B) Explore with Ms. Carson why powder was used.
This may provide some information, but does not correct the problem.

C) Praise Ms. Carson for wanting to keep her baby dry.
This response does not teach Ms. Carson about the proper use of powder on her baby.

D) Instruct Ms. Carson to use plain water instead of powder.
Until the baby is 4 days old, only plain warm water is recommended (after the initial bath) because soaps, ointments, powders, lotions, and baby wipes can disrupt the acid mantle on the skin and provide a medium for bacterial growth. Ointments are prescribed only if a rash develops in the first few days of life. Use of powder also places the infant at risk for fine particle aspiration.

While changing the diaper, Ms. Carson notices blood-tinged mucous in the vulva area and asks the nurse what is causing this with her baby.

Which explanation should the nurse provide?
A) "Your baby probably has the beginning of a urinary tract infection."
This finding is not consistent with a urinary tract infection.

B) "Apparently your baby had some trauma at birth to cause this."
There is usually a much more reasonable explanation for this finding. This response could cause the mother unnecessary anxiety.

C) "Withdrawal of maternal hormones is the usual cause of this occurrence."
This is called pseudomenstruation, which is due to the effects of maternal hormones.

D) "This is unusual, and I will notify the pediatrician about the mucous."
This is not an unusual occurrence.

Preparation for Discharge
At two days post birth, Ms. Carson and her baby are doing well and preparing for discharge. The baby's weight at birth was 7 lb 15 oz (3600 gms), and today she weighs 7 lb 3 oz (3300 gms).

Ms. Carson expresses her concern to the nurse when she realizes that her baby has lost almost a pound since birth.

How should the nurse respond?
A) "I can tell you are concerned. Would you like to talk with the pediatrician?"
She can certainly talk with the pediatrician, but the nurse can and should respond to this mother's concern.

B) "Yes, this is a concern. The pediatrician may want to keep the baby here for another day."
Based on the data regarding the baby's weight loss, it would not be necessary to keep the baby another day.

C) "Don't worry. Your baby will gain weight in a few days when your milk comes in."
This response offers false reassurance. In addition, it may lead the mother to believe that her breast milk is not adequate at this time, which is incorrect.

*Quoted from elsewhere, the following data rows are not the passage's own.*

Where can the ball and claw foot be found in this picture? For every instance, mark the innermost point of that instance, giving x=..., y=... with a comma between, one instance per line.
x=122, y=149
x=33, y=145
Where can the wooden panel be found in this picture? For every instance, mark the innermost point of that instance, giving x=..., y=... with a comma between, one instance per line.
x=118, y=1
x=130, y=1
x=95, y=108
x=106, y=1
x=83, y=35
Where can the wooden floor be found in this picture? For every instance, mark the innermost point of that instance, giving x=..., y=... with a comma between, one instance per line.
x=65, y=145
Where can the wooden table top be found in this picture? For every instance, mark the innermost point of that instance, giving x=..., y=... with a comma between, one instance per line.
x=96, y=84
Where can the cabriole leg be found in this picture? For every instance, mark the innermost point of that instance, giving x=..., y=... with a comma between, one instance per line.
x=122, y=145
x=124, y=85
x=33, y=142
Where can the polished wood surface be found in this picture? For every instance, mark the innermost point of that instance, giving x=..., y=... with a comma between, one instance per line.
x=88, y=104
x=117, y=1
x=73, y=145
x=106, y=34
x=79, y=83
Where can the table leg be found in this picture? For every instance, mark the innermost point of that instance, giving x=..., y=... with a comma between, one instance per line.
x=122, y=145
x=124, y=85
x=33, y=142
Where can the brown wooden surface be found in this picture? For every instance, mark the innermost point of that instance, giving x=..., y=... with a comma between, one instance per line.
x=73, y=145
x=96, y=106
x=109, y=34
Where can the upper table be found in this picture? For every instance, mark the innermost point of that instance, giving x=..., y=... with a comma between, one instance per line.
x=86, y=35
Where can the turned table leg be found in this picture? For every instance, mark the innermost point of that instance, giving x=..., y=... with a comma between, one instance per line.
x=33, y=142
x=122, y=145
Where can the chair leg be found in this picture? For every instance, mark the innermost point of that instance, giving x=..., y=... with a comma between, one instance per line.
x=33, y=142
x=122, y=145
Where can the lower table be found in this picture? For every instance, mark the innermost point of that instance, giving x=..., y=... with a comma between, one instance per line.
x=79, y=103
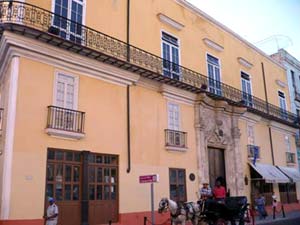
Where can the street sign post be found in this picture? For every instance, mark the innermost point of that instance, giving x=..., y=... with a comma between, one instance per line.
x=154, y=178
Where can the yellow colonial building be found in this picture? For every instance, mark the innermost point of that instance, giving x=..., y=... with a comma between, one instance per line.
x=95, y=94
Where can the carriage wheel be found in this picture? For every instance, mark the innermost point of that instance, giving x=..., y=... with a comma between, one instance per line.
x=248, y=218
x=220, y=222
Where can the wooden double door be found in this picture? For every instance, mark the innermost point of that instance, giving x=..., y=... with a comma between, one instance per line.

D) "Don't be concerned. Your baby's weight loss is in the typical range for all babies."
Babies may lose up to approximately 10% of their birth weight.

Ms. Carson is told that a neonatal screening test needs to be done before they are discharged.

When asked the reason for including the PKU test in the screening, which information should the nurse provide?
A) An error in metabolism of the amino acids leucine, isoleucine, and valine can cause death if not detected and treated early.
This describes another error in metabolism.

B) A problem converting the protein, phenylalanine, may be present, which can lead to mental retardation if not found and treated early.
PKU testing is done to detect the level of phenylalanine in the baby's blood.

C) Screening for an error in metabolism of the sugars galactose and lactose can prevent liver and brain damage in the newborn.
This describes a different error in metabolism.

D) This test detects the level of thyroxin produced by the thyroid. If too little is produced or if treatment is not started early, mental retardation can result.
This describes another metabolic disorder, not PKU.

How should the nurse collect the blood needed for PKU screening?
A) Clean the heel with alcohol swap, dry with gauze, and collect blood in a capillary tube.
A capillary tube is used to collect blood for hemoglobin, not PKU screening.

B) Puncture the lateral heel after warming and collect blood samples on the designated lab form.
The heel should be warmed, cleaned with alcohol, and dried with gauze. After puncturing the heel with a microlancet, blood is collected on a special neonatal screening form.

C) Collect heel blood using a transfer pipette and place a drop of blood on a reflectance meter.
This is the usual technique to collect blood for glucose analysis, not PKU screening.

D) After grasping the baby's lower leg and foot, use a microlancet to puncture the middle portion of the heel.
The middle portion of the heel should not be used.